The simplest method is to try to find the factors by trial and error but this is impractical already if $N$ has 50 digits. We would have to search through $10^{25}$ numbers to find the factor $p$. This corresponds to probe 100 million times every second over a time span of 15 billion years. There are better methods known and we want to illustrate one of them now: assume we want to find the factors of $N=11111111111111111111111111111111111111111111111$. The method goes as follows: start with an integer $a$ and iterate the quadratic map $T(x)=x^2+c \; {\rm mod} \; N$ on $\{0,1.,,,.N-1 \;\}$. If we assume the numbers $x_0=a,x_1=T(a),x_2=T(T(a)) \dots$ to be random, how many such numbers do we have to generate, until two of them are the same modulo one of the prime factors $p$? The answer is surprisingly small and based on the birthday paradox: the probability that in a group of 23 students, two of them have the same birthday is larger than $1/2$: the probability of the event that we have no birthday match is $1 (364/365) (363/365) \cdots (343/365) = 0.492703\dots $, so that the probability of a birthday match is $1-0.492703=0.507292$. This is larger than $1/2$. If we apply this thinking to the sequence of numbers $x_i$ generated by the pseudo random number generator $T$, then we expect to have a chance of $1/2$ for finding a match modulo $p$ in $\sqrt{p}$ iterations. Because $p \leq \sqrt{n}$, we have to try $N^{1/4}$ numbers, to get a factor: if $x_n$ and $x_m$ are the same modulo $p$, then ${\rm gcd}(x_n-x_m,N)$ produces the factor $p$ of $N$. In the above example of the 46 digit number $N$, there is a prime factor $p=35121409$. The Pollard algorithm finds this factor with probability $1/2$ in $\sqrt{p}=5926$ steps. This is an estimate only which gives the order of magnitude. With the above $N$, if we start with $a=17$ and take $a=3$, then we have a match $x_{27720} = x_{13860}$. It can be found very fast.

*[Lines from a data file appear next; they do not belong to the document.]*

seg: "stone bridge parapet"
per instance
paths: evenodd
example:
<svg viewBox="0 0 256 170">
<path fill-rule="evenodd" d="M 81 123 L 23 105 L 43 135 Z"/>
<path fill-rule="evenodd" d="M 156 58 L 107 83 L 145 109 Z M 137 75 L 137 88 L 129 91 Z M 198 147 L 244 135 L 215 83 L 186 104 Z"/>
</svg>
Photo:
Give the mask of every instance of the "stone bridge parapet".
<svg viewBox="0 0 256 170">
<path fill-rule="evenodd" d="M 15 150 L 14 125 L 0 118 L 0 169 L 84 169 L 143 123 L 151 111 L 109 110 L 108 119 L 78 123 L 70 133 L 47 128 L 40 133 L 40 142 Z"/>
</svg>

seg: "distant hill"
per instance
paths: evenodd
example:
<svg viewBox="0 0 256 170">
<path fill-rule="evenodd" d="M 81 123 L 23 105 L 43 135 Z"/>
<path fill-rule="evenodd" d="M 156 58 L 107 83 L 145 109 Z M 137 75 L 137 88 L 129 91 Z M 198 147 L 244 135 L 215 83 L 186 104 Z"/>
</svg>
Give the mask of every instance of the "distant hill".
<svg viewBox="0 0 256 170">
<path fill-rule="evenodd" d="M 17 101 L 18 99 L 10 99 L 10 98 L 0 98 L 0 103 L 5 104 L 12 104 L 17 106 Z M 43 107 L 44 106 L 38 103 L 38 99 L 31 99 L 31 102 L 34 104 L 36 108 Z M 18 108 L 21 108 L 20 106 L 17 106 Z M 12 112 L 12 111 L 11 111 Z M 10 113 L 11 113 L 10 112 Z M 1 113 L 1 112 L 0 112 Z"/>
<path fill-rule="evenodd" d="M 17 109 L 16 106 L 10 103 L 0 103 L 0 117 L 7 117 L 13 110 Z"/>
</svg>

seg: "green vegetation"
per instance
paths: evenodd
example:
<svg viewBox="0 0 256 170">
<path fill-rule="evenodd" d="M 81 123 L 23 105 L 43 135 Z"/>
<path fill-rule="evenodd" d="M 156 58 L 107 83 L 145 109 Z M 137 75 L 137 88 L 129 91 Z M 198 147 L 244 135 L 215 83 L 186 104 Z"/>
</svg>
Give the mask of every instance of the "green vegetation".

This probabilistic argument would give a rigorous probabilistic estimate if we would pick truly random numbers. The algorithm of course generates such numbers in a deterministic way and they are not truly random. The generator is called a pseudo random number generator. It produces numbers which are random in the sense that many statistical tests can not distinguish them from true random numbers. Actually, many random number generators built into computer operating systems and programming languages are pseudo random number generators.

Probabilistic thinking is often involved in designing, investigating and attacking data encryption codes or random number generators.

6) Numerical methods. (integration, Monte Carlo experiments, algorithms)

In applied situations, it is often very difficult to find integrals directly. This happens for example in statistical mechanics or quantum electrodynamics, where one wants to find integrals in spaces with a large number of dimensions. One can nevertheless compute numerical values using Monte Carlo Methods with a manageable amount of effort. Limit theorems assure that these numerical values are reasonable. Let us illustrate this with a very simple but famous example, the Buffon needle problem.

A stick of length 2 is thrown onto the plane filled with parallel lines, all of which are distance $d=2$ apart. If the center of the stick falls within distance $y$ of a line, then the interval of angles leading to an intersection with a grid line has length $2 \arccos(y)$ among a possible range of angles $[0,\pi]$. The probability of hitting a line is therefore $\int_0^1 2 \arccos(y)/\pi = 2/\pi$. This leads to a Monte Carlo method to compute $\pi$. Just throw randomly $n$ sticks onto the plane and count the number $k$ of times, it hits a line. The number $2n/k$ is an approximation of $\pi$. This is of course not an effective way to compute $\pi$ but it illustrates the principle.

The Buffon needle problem is a Monte Carlo method to compute $\pi$. By counting the number of hits in a sequence of experiments, one can get random approximations of $\pi$. The law of large numbers assures that the approximations will converge to the expected limit. All Monte Carlo computations are theoretically based on limit theorems.